Any attempt to claim or imply that this protest was peaceful is false. It was predicated upon intimidation and obstruction.”
Any students who prevent other students from speaking must be warned, and if they do it again, expelled. No exceptions. No university can operate if some students reserve the right to prevent other students from the peaceful exercise of free speech. I genuinely do not understand why this point is controversial at all among students of the left and the right. Don’t they value liberal education?
Aside from the moral argument, get this: it costs $65,000 per year to attend Reed College, where Social Justice Warriors have been allowed by the administration to intimidate teachers and students, and to force the cancellation of classes. Why on earth would students going into that kind of debt for undergraduate degrees, much less their parents, put up with these insane young ideologues robbing them blind? More to the point, why would they put up with a college administration that allows them to do so with impunity?

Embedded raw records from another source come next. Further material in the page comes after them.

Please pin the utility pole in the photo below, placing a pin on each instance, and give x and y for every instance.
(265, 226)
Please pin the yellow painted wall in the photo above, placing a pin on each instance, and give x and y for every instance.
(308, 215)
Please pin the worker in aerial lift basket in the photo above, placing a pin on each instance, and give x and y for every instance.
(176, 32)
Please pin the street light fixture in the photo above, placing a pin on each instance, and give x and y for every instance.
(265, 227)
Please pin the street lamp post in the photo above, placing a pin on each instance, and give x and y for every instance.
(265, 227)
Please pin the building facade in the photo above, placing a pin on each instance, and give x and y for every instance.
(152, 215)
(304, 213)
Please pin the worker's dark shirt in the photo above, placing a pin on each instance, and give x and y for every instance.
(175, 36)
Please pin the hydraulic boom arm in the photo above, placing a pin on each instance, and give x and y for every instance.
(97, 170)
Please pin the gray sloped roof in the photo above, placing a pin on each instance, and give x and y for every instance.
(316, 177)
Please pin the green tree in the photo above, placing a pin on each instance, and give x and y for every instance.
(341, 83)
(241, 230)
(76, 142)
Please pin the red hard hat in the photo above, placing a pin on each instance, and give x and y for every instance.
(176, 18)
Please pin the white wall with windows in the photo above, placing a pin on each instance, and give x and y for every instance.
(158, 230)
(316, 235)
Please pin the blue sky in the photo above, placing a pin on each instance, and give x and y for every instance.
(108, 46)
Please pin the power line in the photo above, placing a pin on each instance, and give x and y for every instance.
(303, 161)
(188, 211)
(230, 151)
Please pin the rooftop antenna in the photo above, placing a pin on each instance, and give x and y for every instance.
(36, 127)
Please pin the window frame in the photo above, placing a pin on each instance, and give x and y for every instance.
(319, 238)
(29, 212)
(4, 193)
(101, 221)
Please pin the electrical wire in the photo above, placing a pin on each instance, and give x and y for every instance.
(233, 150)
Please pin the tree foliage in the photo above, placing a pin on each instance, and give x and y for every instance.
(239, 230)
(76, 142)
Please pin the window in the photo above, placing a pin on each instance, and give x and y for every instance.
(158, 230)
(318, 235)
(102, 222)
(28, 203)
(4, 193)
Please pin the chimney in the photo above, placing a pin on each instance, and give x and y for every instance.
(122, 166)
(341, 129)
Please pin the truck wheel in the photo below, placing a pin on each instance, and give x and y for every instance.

The RAR loonies are in their 12th day of occupying the president’s office. They must know that in President John Kroger, they are dealing with a marshmallow in the mold of Evergreen State human doormat George Bridges. In response, Reed has closed down its finance office and relocated sensitive financial records. Reed’s administration, and in turn the college itself, is burning up its credibility. Read this op-ed by Reed professor Lucia Martinez Valdivia. Excerpt:
No one should have to pass someone else’s ideological purity test to be allowed to speak. University life — along with civic life — dies without the free exchange of ideas.
In the face of intimidation, educators must speak up, not shut down. Ours is a position of unique responsibility: We teach people not what to think, but how to think.
Realizing and accepting this has made me — an eminently replaceable, untenured, gay, mixed-race woman with PTSD — realize that no matter the precariousness of my situation, I have a responsibility to model the appreciation of difference and care of thought I try to foster in my students.
If I, like so many colleagues nationwide, am afraid to say what I think, am I not complicit in the problem?
At Reed and nationwide, we have largely stayed silent, probably hoping that this extremist moment in campus politics eventually peters out. But it is wishful thinking to imagine that the conversation will change on its own. It certainly won’t change if more voices representing more positions aren’t added to it.
Good on you, professor. If you are left-wing, right-wing, or somewhere in the middle, and these kinds of threats and intimidation are happening on your campus, and you don’t stand up to it, then you are complicit. Prof. Valdivia and others like her — including students who defend free speech and the right to an education — should not be standing on the front lines alone.